JM: That’s the key number. We can talk about share prices and all these other numbers, but that market cap really dials us in. For a Phase III cancer company, that’s an unusual valuation. The recent price rise probably increases the odds that the company can go out and raise some money. But Wall Street is skeptical when it comes to unpartnered small biotech companies. It is hard for these types of companies to gain traction or get any visibility. At the end of the day, if Cyclacel keeps doing its job and delivering good data, valuation will take care of itself.
TLSR: Can you speak to Astex Pharmaceuticals (formerly SuperGen Inc.)? It is also heavily involved in the heme/onc space.

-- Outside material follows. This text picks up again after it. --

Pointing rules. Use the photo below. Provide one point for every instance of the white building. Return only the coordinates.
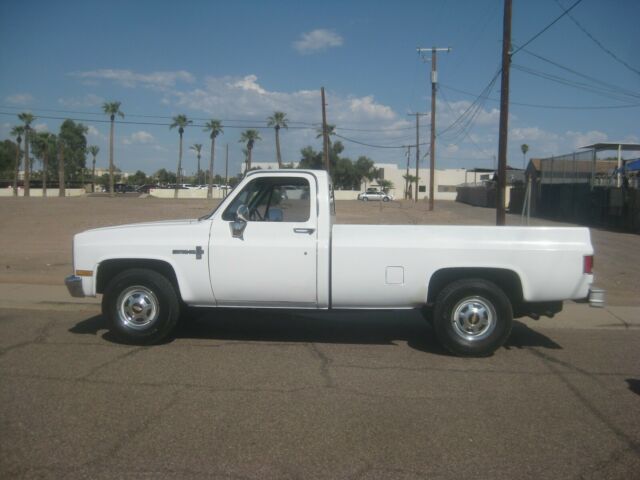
(445, 181)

JM: Astex is a different type of company. It has been around for quite some time under a different name. It made a good move when it merged with a British company and acquired a platform technology. Now Astex appears to be making some moves forward in the heme/onc space. That being said, we’re looking at a much different valuation.
TLSR: A $276M market cap, right?
JM: The market cap is five times that of Cyclacel. But Astex has an approved MDS product, Dacogen (decitabine), and it generates some revenue with that product. Management is solid. Generally, investors want an exciting molecule rather than a revenue-producing, older cancer drug. It can be difficult running two different companies at the same time-one having a sales organization out there marketing, and the other focusing on research and development. It is a lot for a smaller company to manage effectively.
TLSR: Dacogen is a DNA methyltransferase inhibitor used in MDS and AML. If Cyclacel gets sapacitabine approved for those indications, how much would that eat into Dacogen revenues?
JM: Quite possibly a good bit, because we are talking about a novel oral compound from Cyclacel. Safety is more important in these elderly patients, but efficacy is needed.
TLSR: Would you consider following Astex in your newsletter?
JM: We have been tracking it off and on. We’ve known the company as SuperGen, from back in the day. But we have learned to never say never. The acquisition of Astex Pharmaceuticals (the British company mentioned above; SuperGen changed its name to Astex following the merger), with its discovery platform, is intriguing to us. It looks like the lead molecules make sense and are in the right cancer space. But the company has a different valuation than Cyclacel. We’ll do some work here, but it looks like the more exciting molecule might be at Cyclacel.
The chart above shows the stock is sitting between the 50% and 61.8% retrace points after coming down from a very strong up channel. It now appears to have found new footing with a new uptrend line. I believe the stock is poised to test the $6.50 level soon, after yesterday’s big move up.
Cyclacel is definitely high risk-high reward in terms of a long term hold. However, if the company’s pipeline confirms, its current market cap of $51.56M should be dwarfed with one 4 to 5 times higher.